The Neon blue-eye is a small fish, attaining a total length of 3.5 cm. It is a sexually dimorphic species in which the males are colourful being a metallic blue on their backs, dotted with small black spots, a narrow black stripe along the centre of their flanks separates the blue back from the translucent to yellowish white lower half of their body. There is a small yellowish patch to the rear of the first dorsal fin and dusky leading edges to the fins. The females are plainer being semi-transparent silvery-grey with translucent fins and a white belly.

==Distribution==
The neon blue-eye is found in northern Australia where it has a disjunct distribution from Crab Creek east of Broome and around Wyndham in Western Australia, in the Northern Territory they have been recorded between Darwin and the Cobourg Peninsula, as well as on Melville Island and in the basin of the Norman River on Queensland's Gulf of Carpentaria coast.

==Habitat and biology==
The neon blue-eye is a euryhaline species which can tolerate a wide range of ecological conditions, although it shows a preference for muddy creeks lined with mangrove. It can also occur in pure freshwater habitats, especially during the monsoon. In the wild, the neon blue-eye is a seasonal breeder, with spawning usually taking place from October to December. They appear to prefer breeding in groups of multiple males and females, with the males using their dorsal and anal fins to display to the females while actively pursuing them. During display the color of both sexes becomes more intense. Females who are not receptive to breeding avoid the males by swimming near to the surface or by hiding among vegetation. The eggs are scattered among aquatic plants and stick to them by adhesive filaments on their outer coat. The eggs hatch in roughly 12–15 days.
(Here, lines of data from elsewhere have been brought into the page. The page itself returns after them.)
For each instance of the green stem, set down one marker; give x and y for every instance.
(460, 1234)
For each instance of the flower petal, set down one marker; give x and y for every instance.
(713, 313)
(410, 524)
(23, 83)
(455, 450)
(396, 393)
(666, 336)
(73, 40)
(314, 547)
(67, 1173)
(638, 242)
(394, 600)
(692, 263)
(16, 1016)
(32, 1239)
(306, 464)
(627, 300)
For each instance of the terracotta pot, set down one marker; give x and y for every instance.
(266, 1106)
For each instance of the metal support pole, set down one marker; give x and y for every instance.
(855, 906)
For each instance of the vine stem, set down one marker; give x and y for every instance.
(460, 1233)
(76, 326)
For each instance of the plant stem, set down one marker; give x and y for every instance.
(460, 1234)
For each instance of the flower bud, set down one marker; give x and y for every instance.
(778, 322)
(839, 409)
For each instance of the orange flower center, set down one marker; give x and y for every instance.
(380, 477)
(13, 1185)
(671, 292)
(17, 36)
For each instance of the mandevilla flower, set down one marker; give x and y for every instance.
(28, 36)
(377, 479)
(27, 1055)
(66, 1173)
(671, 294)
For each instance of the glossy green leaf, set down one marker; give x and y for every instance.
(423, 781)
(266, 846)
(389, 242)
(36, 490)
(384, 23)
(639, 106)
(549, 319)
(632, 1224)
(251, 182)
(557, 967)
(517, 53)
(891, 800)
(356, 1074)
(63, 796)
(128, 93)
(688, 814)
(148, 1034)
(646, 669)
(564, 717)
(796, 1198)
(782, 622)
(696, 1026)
This species is mainly a carnivore and they feed on terrestrial and aquatic insects, insect larvae, and small aquatic crustaceans.

==Discovery and naming==
The neon blue-eye was first discovered by Helen K. Larson in 1981 near Darwin before Neil Sarti found it in Crab Creek near Broome a year later. In 1983 the species was formally described by Gerald R Allen and Neil Sarti in 1983 with Crab Creek given as the type locality.

==As an aquarium fish==
The neon blue-eye were first made available to the aquarium hobby in Australia in 1982 but a sustainable breeding population did not become established. More wild caught specimens were brought into the hobby in 1986 and from these this species became widely available in the aquarium hobby worldwide.